Road safety charity, the Institute of Advanced Motorists, calls on the government to make essential changes to 80 year old driving test
On the 80th anniversary of the UK driving test, road safety charity, the Institute of Advanced Motorists (IAM) is calling for an urgent and comprehensive overhaul of the test.
The Road Traffic Act was passed in 1934 and paved the way for the introduction of compulsory driving tests a year later. Since then, the driving test has remained largely unchanged with the exception of two amendments in 1996 and 2002, with the introduction of the theory test and hazard perception exam respectively.
The IAM is calling for a graduated system of testing drivers, where new drivers are recalled 12 months after passing their test to examine attitude changes and skills. In Austria, where the ‘second phase’ licensing system has already been introduced, young male driver casualties have dropped by a third as a result of the initiative.
The charity also advocates updating the driving test to incorporate modern technology, including sat-navs, and would like to see new drivers gain ample experience navigating country roads and driving in poor weather conditions. The charity would also like learners to gain experience in motorway driving, something which is currently restricted to drivers who have passed their test.
According to road safety charity, Brake, drivers aged between 17 and 19 only make up 1.5% of UK licence holders, but are involved in 12% of all fatal and serious road traffic collisions.
David Robinson, a serious injury solicitor who specialises in road traffic accident claims at Thompsons Solicitors, said: “The UK driving test has remained largely the same for the 80 years it has been in existence, despite major technological advancements, both in terms of the vehicles people are driving and the devices used at the wheel, like sat-navs.
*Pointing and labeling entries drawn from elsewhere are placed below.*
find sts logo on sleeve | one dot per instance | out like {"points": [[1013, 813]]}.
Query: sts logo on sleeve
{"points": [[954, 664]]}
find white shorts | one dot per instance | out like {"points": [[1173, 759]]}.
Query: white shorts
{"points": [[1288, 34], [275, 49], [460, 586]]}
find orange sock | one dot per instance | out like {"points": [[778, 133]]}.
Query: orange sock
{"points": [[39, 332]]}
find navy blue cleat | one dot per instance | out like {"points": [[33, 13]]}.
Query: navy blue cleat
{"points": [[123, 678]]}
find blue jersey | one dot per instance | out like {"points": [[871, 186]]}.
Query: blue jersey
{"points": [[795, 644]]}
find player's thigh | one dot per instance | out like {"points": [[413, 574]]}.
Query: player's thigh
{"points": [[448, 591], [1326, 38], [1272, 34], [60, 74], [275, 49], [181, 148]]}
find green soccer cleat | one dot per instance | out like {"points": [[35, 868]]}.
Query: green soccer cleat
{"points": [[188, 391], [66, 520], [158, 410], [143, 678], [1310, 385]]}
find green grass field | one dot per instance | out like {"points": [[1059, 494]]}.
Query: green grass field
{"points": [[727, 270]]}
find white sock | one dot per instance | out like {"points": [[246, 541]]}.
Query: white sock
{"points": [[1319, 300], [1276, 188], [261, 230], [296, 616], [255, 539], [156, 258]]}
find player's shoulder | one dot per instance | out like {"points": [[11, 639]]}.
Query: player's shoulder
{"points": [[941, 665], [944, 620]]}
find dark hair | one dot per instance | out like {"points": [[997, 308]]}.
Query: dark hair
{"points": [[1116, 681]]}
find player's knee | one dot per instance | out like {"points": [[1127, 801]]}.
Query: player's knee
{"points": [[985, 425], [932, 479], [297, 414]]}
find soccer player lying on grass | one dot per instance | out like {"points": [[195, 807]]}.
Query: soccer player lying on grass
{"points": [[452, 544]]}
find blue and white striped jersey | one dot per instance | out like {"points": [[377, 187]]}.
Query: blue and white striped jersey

“Under current regulations there is no minimum time an individual should spend learning to drive, or indeed a secondary assessment of their driving ability. Young and new drivers can be on the road with just a few weeks’ experience, something which no doubt contributes to the disproportionately high number of fatalities and serious injuries among young drivers.
“The government desperately needs to invest in updating the archaic and outdated driving test while ensuring young people are educated about road safety as part of the national curriculum to help drive down the needless loss of life on UK roads.”